Fue entonces cuando el guía, que disfrutaba con cada gesto inconsciente de Pierre, le mandó volver a cerrar los ojos. Coubertin, que aunque incrédulo estaba saboreando cada palada de aquel gran regalo, lo hizo sin dudar y cuando los abrió, sucedió lo inimaginable.

El estadio olímpico se convirtió en un gran palacio y vio a una niña llamada Comaneci volar de anilla a anilla y de aro a aro. El palacio de pronto se transformó en una impresionante piscina y distinguió a Spitz ganar medalla tras medalla con un frondoso bigote. Pensó en lo increíble de sus marcas, hasta que vio nadar a un pez con piernas, un tal Michael Phelps. Y vio al joven Mohammed Alí atizar derechazos en un cuadrilátero, y a Greg Louganis saltar al vacío desde un trampolín. Vio a Steffi Graf pegar raquetazos con elegancia y violencia. Vio a Messi hacer diabluras con un balón de fútbol en Pekín, y vio como Estados Unidos no ganaba la medalla de oro en baloncesto en unos Juegos Olímpicos. Y cuando creyó haberlo visto todo, vio a Estados Unidos ganar una medalla de oro en baloncesto cuatro años más tarde en Barcelona con un equipo al que todos llamaban ‘Dream Team’.

Distinguió entonces deportes que no conocía mientras el guía le explicaba los pormenores de su funcionamiento. Natación sincronizada, bádminton, taekwondo, voleibol, tenis de mesa o triatlón entraban en escena ante la incredulidad de Pierre.

La función tocaba a su fin. Poco a poco el guía fue apagando las luces del estadio, y, una vez apagada la última, le dijo a Pierre que el día había terminado. Pierre, un hombre decimonónico, un hombre que no sabía lo que era llorar, estalló en un mar de lágrimas.

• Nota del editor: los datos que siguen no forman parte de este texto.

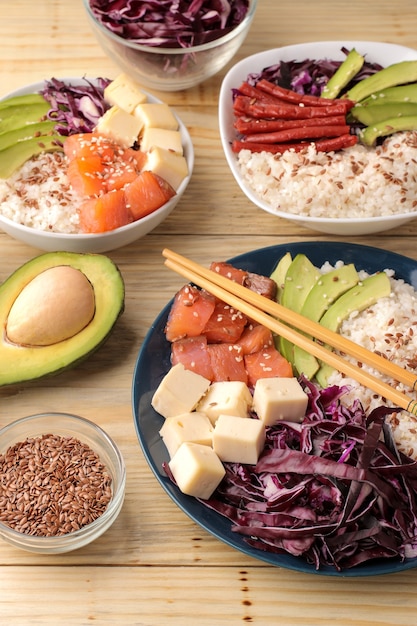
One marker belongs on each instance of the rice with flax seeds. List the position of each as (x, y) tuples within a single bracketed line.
[(38, 195), (353, 183), (389, 328)]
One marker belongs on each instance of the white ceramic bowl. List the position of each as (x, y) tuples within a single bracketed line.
[(102, 242), (171, 69), (90, 434), (384, 54)]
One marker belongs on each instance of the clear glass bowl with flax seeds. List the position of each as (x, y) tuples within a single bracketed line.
[(62, 482)]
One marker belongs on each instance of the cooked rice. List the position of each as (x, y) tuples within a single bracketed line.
[(388, 327), (38, 195), (356, 182)]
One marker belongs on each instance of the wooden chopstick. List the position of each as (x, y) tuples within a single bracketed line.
[(266, 312)]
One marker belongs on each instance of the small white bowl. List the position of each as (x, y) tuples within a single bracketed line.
[(171, 69), (102, 242), (384, 54), (90, 434)]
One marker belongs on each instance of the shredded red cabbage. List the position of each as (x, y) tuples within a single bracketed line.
[(75, 108), (333, 490), (170, 23), (308, 76)]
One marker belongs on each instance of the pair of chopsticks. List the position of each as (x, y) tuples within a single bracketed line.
[(276, 317)]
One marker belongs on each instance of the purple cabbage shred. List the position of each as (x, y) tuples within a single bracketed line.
[(75, 108), (333, 489), (170, 23)]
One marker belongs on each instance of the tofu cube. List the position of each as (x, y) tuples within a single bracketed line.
[(161, 138), (238, 439), (226, 397), (119, 126), (179, 391), (195, 427), (124, 93), (156, 115), (170, 166), (196, 469), (276, 399)]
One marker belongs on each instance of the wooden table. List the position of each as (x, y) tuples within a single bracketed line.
[(155, 566)]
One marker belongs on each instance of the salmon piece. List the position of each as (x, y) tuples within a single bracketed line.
[(109, 211), (225, 325), (86, 145), (192, 353), (190, 312), (255, 338), (147, 193), (266, 363), (229, 271), (227, 362), (86, 176)]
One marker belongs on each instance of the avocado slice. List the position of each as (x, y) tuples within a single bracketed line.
[(14, 156), (299, 280), (29, 98), (401, 93), (397, 74), (9, 138), (12, 117), (358, 298), (328, 288), (369, 135), (18, 362), (344, 74), (376, 113)]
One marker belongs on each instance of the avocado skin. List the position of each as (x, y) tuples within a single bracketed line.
[(19, 363), (376, 113), (396, 74)]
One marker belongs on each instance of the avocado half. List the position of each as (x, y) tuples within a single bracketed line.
[(19, 363)]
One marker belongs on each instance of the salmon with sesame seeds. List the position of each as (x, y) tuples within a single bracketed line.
[(189, 314), (266, 363)]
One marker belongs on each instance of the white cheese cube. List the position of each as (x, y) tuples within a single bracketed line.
[(228, 397), (195, 427), (124, 93), (179, 391), (276, 399), (119, 126), (161, 138), (156, 115), (170, 166), (197, 469), (238, 439)]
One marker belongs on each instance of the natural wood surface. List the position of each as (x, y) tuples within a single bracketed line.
[(155, 566)]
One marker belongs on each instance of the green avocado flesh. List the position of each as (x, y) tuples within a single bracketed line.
[(20, 363), (327, 299)]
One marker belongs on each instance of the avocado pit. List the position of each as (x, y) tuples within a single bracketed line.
[(54, 306)]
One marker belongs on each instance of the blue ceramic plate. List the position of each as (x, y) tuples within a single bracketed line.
[(154, 362)]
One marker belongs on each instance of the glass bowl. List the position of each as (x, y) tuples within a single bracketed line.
[(91, 435), (171, 69)]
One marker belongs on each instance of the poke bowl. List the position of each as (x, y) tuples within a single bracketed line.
[(341, 191), (168, 52), (43, 210)]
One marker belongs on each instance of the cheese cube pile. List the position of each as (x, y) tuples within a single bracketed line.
[(132, 120), (207, 424)]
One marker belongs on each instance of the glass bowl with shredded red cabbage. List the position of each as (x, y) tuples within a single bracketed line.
[(167, 45)]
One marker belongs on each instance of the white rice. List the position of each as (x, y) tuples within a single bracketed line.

Conmovido, el ángel apretó con fuerza la mano del barón Pierre Fredy de Coubertin y de repente, tras un fulgurante estallido, Pierre perdió años de vida y se convirtió en un enjuto niño de mirada inocente y brillante.

El ángel se colocó la chaqueta de su impoluto traje blanco y subió al pequeño Pierre a sus hombros. Le agarró con ternura de los pelos y le dijo con una amplia sonrisa que tenían que volver al mundo de las ánimas, mientras le preguntaba si le había gustado su regalo de Reyes Magos.